Kirk tried again, and as if his Enterprise herself had suddenly entered orbit, he had his answer. The right one.
“Scott here, Captain.”
28
S.S. CALYPSO, STARDATE 57488.3
Picard entered the bridge on the run, brought by Scott’s urgent summons.
“It’s Captain Kirk,” the engineer said as he stepped back from the communications console. “He needs to talk to you right away. And he’s with Mister Spock!”
Picard didn’t even stop to consider the startling news. He sat down in Scott’s place and hit the transmit control.
“Picard here, Jim. And did I hear correctly. Is Ambassador Spock with you?”
“He’s here, Jean-Luc, and it’s quite a story. But what we’ve found out is that there is no Tal Shiar involvement in the attacks that are planned to start the civil war. It’s the Jolan Movement!
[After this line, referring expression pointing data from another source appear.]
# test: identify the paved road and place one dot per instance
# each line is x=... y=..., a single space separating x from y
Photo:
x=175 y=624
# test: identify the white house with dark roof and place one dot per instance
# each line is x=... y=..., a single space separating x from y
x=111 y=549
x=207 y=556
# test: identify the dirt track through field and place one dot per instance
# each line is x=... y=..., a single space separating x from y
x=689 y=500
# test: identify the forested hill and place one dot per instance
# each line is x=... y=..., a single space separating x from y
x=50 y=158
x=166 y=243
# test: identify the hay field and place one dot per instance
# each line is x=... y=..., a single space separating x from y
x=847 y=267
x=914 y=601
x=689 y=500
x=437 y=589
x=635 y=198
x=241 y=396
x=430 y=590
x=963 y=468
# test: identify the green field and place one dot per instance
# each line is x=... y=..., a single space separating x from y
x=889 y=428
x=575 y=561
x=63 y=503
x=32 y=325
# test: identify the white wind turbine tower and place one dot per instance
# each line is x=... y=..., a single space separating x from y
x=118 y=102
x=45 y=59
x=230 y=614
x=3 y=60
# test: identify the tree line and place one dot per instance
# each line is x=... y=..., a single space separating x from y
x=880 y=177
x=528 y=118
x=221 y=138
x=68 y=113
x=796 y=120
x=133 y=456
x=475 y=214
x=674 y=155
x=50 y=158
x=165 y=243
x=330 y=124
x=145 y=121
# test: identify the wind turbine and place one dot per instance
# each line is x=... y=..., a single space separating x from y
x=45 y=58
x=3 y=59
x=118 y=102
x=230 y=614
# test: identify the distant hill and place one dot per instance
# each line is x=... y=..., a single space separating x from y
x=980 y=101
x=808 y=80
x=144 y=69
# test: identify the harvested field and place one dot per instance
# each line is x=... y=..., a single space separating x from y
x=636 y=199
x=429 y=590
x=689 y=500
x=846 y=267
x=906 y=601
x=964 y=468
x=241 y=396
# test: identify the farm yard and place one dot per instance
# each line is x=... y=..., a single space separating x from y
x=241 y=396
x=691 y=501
They’re the ones responsible.”
“Norinda’s people.” Picard suddenly realized that Norinda had not been talking about war in the abstract. “Did you find out anything else about the attacks? We need to know how they plan to destroy the workers’ communes.”
“All she said was that the bombs will go off at the Hour of Opposition.”
“You’re sure of that? She said bombs will go off?”
“Her words exactly.”
Picard decided he might as well wish for the impossible. “I don’t suppose she told you where the bombs are hidden?”
“No,” Kirk replied. “But there seems to be a pattern to the type of environment she likes, and it’s not one that many Remans would ever enter. Check for greenhouse domes, anyplace hot and too bright for Remans.”
Picard agreed with Kirk’s logic. “That’s a good place to start. Now what is your situation with those people? Any idea when they’ll permit you to come back?”
“Right now, everything seems under control. All we need are some transport coordinates and a friendly starship.”
Picard heard the ease in his friend’s voice and was curious to know what had happened. When Kirk and his son had beamed off the Calypso, Picard had even wondered if he might never see Kirk again. Evidently, things had taken a turn for the better, especially with the miraculous return of Spock.
“I’d be happy to oblige,” Picard transmitted. “Let me check our position.” Picard looked over to find La Forge at navigation. “Geordi—how long until Kirk will be within range of the Calypso’s transporter?”
La Forge checked the numbers. “On this orbit, thirty-two minutes.” He exhaled noisily. “I sure miss the Enterprise.”
Picard agreed wholeheartedly. The transporters on that starship had enough range and power to beam people from the opposite side of an Earth-sized planet. For most transporter operations, he rarely, if ever, had to take into account the ship’s orbit.
Picard hit the transmit control. “We’ll be by in half an hour, Jim. Can you hold out till then?”
Picard got his answer when he released the control.